Ma io prima di tutto vorrei che venisse ascoltato il grido di dolore delle persone che provano attrazione verso lo stesso sesso, e che finora hanno trovato nella Chiesa l’unica voce che indicasse loro la verità. Perché io non so dove vivano quelli che lavorano alla Congregazione per la Dottrina della fede, ma nel mondo, almeno in Europa, Usa, Canada, in tutto il mondo occidentale l’omosessualità è non solo non condannata né stigmatizzata, ma anzi incoraggiata. I colossi dell’entertainment pagano dazio alla lobby mettendo almeno una coppia dello stesso sesso in ogni serie o film, altrimenti neanche ottengono l’imprimatur. Le scuole promuovono le carriere alias anche contro la legge, attivisti del mondo lgbt vengono chiamati a pontificare per insegnare a tutti che quello è l’amore vero, perché bisogna essere inclusivi (che orrore leggere quella parola anche in Fiducia supplicans, ormai l’unica opera che non usi “inclusivo” nel suo vocabolario è il Vangelo, e io due domande me le farei). Quindi, se il motivo di questa dichiarazione fosse che la Chiesa si sente in dovere di non far sentire giudicate le persone che provano attrazione verso lo stesso sesso, io vorrei dire che la Chiesa non deve farsi mettere all’angolo dal mondo, magari per paura di dispiacere, ma deve essere umilmente fiera di Cristo che sa, solo Lui, cosa è nel cuore dell’uomo, solo Lui lo sa! A giudicare le persone omosessuali è solo il loro personale dolore, è la verità intima che li fa soffrire, non lo stigma sociale. Ma quello che si aspettano dalla Chiesa è la Verità, che ci fa liberi davvero, e un incoraggiamento a proseguire nella ricerca di Dio, perseguendo la castità, come molti omosessuali cattolici fanno. Sono loro le vere vittime di Fiducia supplicans.
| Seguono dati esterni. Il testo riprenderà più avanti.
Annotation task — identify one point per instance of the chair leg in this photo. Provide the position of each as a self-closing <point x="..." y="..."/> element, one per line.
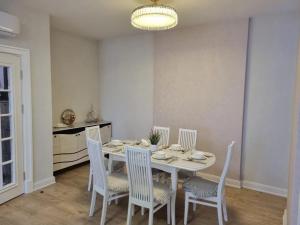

Infine, a chi dice che si sta sempre con il Papa, rispondo che sono d’accordo. Sono pronta a morire per la Chiesa, davvero. Ma essere con il Papa significa anche esercitare la corresponsabilità dei fedeli laici e aiutare a far sì che intervenga presto una correzione del tiro che è richiesta da tante autorevoli voci di pastori nel mondo, e che non dubito avverrà presto, essendo questo un pronunciamento evidentemente provvisorio, dal momento che apre e lascia sospese troppe questioni di fondamentale importanza.